Listen to Me Marlon fits snugly into the small but growing class of documentaries that basically illustrate audio material. Riley clearly had the full cooperation of the Brando estate, plus ample financial resources (courtesy of the film’s distribution company, Showtime Films), enabling him to use material from Brando’s most famous films. What seem like several hundred small segments of Brando speaking are overlaid with rare photos and home movies (including color footage of the On the Waterfront set and Brando being mobbed by girls a la Sinatra and Elvis at the Guys and Dolls premiere); these alternate with more pedestrian “country scenes” and chronologically accurate photos and footage of New York City and Los Angeles.

Riley’s attempt to assemble a narrative out of several decades’ worth of tapes means that Brando’s voice ages and then become young again from scene to scene, frequently even from line to line.

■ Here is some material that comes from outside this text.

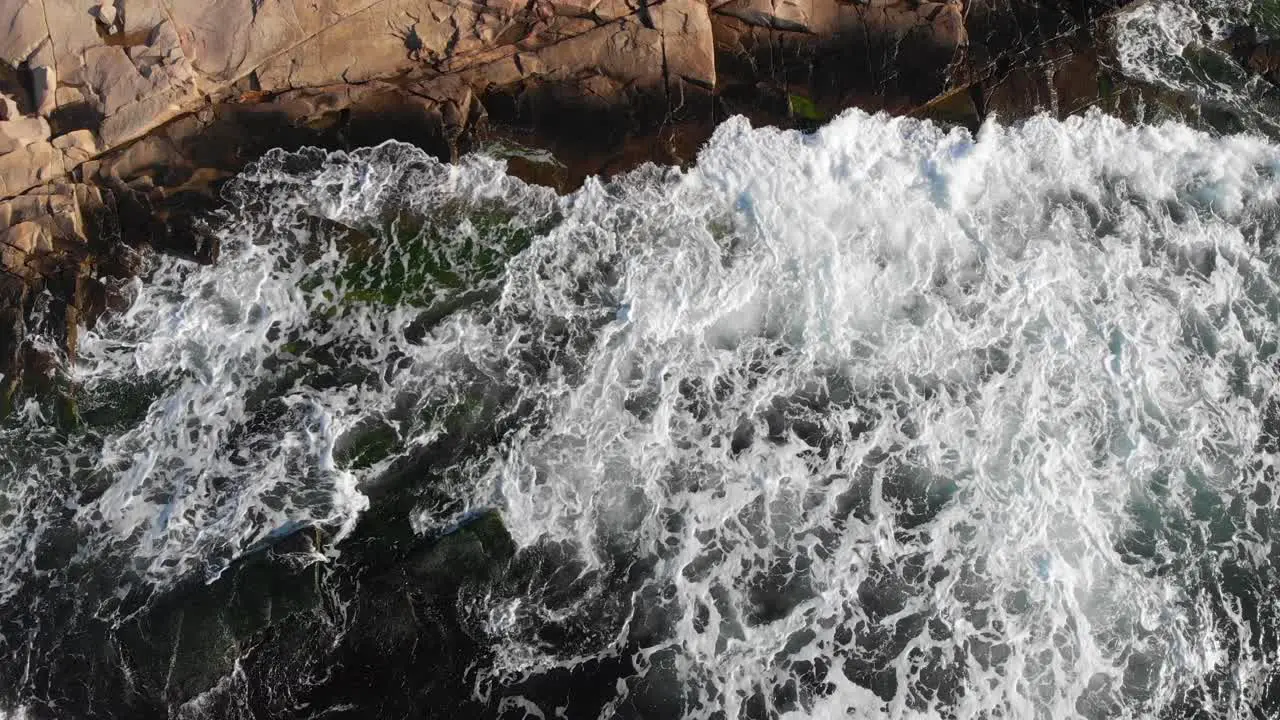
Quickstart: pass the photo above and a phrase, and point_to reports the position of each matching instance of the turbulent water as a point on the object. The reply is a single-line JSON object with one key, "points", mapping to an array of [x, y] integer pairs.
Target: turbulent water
{"points": [[1183, 46], [877, 419], [885, 419]]}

Thus we hear an aged, weary Brando (he died in 2004 at the age of 80) talking about a topic, followed by a younger, livelier Marlon talking about the same topic with a different tone and cadence. (Even at their most honest, these tapes do comprise “performances” of a kind—watching the film, one is certain he intended for the tapes to be heard by an audience).

The audio montage that Riley has assembled concentrates primarily on Brando speaking about his parents (his father was a hard-ass who never showed signs of affection; his mother a more sensitive alcoholic) and thoughts about subjects that are part of his mythology: his passion for civil rights and the plight of the Native American, his love of the Tahitian people, his sadness that he was such an absent parent, and his loathing for the trappings of fame. Because of the chronological shuffling of the audio materials in the film, one can’t be certain if the older Brando had any positive feelings for his work as an actor; as it stands, Riley puts positive comments about the craft earlier on and places Brando’s condemnations of acting later in the film (“there’s no art…it’s all bullshit”).

Although the film’s attempted chronological structure should make it a decent “101” for those who only know Brando from The Godfather and the iconic images from his early Fifties movies, Listen to Me Marlon will be best enjoyed by those viewers who know his work well. The only non-fans who will be truly interested are younger actors who might be interested by the little gems of advice that crop up in Brando’s verbal rambling (“you have to know your subject…you have to know your character”) and comments about the creation of his best-known roles (Stanley Kowalski, Terry Malloy, Don Corleone, and Paul from Last Tango in Paris).

The main impression left by Listen to Me Marlon is that, despite his wealth and publicly blasé attitude, Brando was extremely unhappy. This lends a bittersweet, almost Citizen Kane-ish aspect to the way in which the film is framed: Riley begins and ends the film with taped experiments in self-hypnosis in which Brando tried to calm himself down and welcome sleep by remembering isolated happy incidents from his childhood.